Dans un contexte national marqué par des lenteurs administratives et la marginalisation persistante des provinces enclavées, une avancée significative vient d’être enregistrée dans le Bas-Uele grâce à l’intervention de la députée nationale Grâce Neema Paininye. Son plaidoyer énergique en faveur des agents non mécanisés a fini par porter ses fruits.
En sa qualité de questeure adjointe à l’Assemblée nationale, l’élue du Bas-Uele a multiplié les démarches auprès du vice-premier ministre en charge de la Fonction publique, Jean-Pierre Lihau.

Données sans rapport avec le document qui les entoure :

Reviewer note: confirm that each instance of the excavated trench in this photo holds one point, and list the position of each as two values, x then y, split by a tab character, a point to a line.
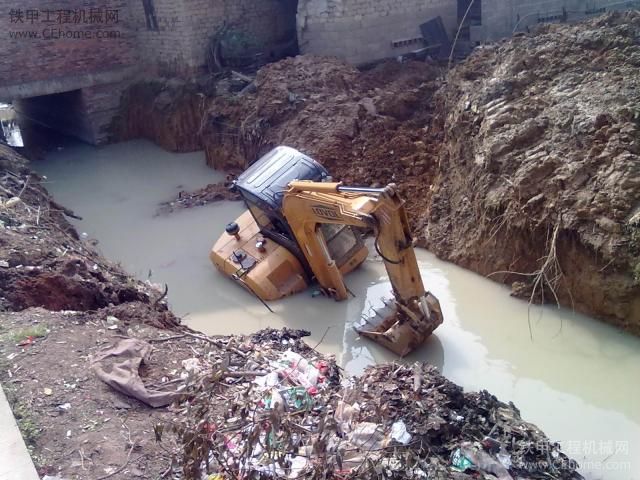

À l’issue de ces démarches, « beaucoup d’agents de l’État du Bas-Uele ont été mécanisés », une première depuis plusieurs années selon plusieurs sources locales.
Cette décision ouvre la voie à une amélioration notable des conditions de vie des fonctionnaires de cette province longtemps oubliée. « Désormais, jeunes et anciens inscrits sur la liste de l’État percevront régulièrement leurs salaires », a souligné l’élue, visiblement satisfaite de cette avancée structurelle.
Au-delà des gestes ponctuels de solidarité souvent observés chez certains élus, Grâce Neema se distingue par « des solutions durables aux problèmes » que connaît sa province. Son approche pragmatique et son engagement constant sont salués dans divers cercles politiques et sociaux du Bas-Uele.
La réaction de la population ne s’est pas fait attendre. De nombreux habitants ont exprimé leur reconnaissance à celle qu’ils considèrent comme l’une des rares voix à réellement porter leurs préoccupations au niveau national. « Cela explique toute l’affection dont lui témoigne la population de la province du Bas-Uele », confie un notable local.
Cette réussite politique conforte la place de Grâce Neema sur l’échiquier national, à l’heure où la question de l’équité dans la répartition des services de l’État reste une préoccupation majeure. Elle entend poursuivre son combat pour que d’autres catégories d’agents soient également prises en compte dans les prochaines vagues de mécanisation.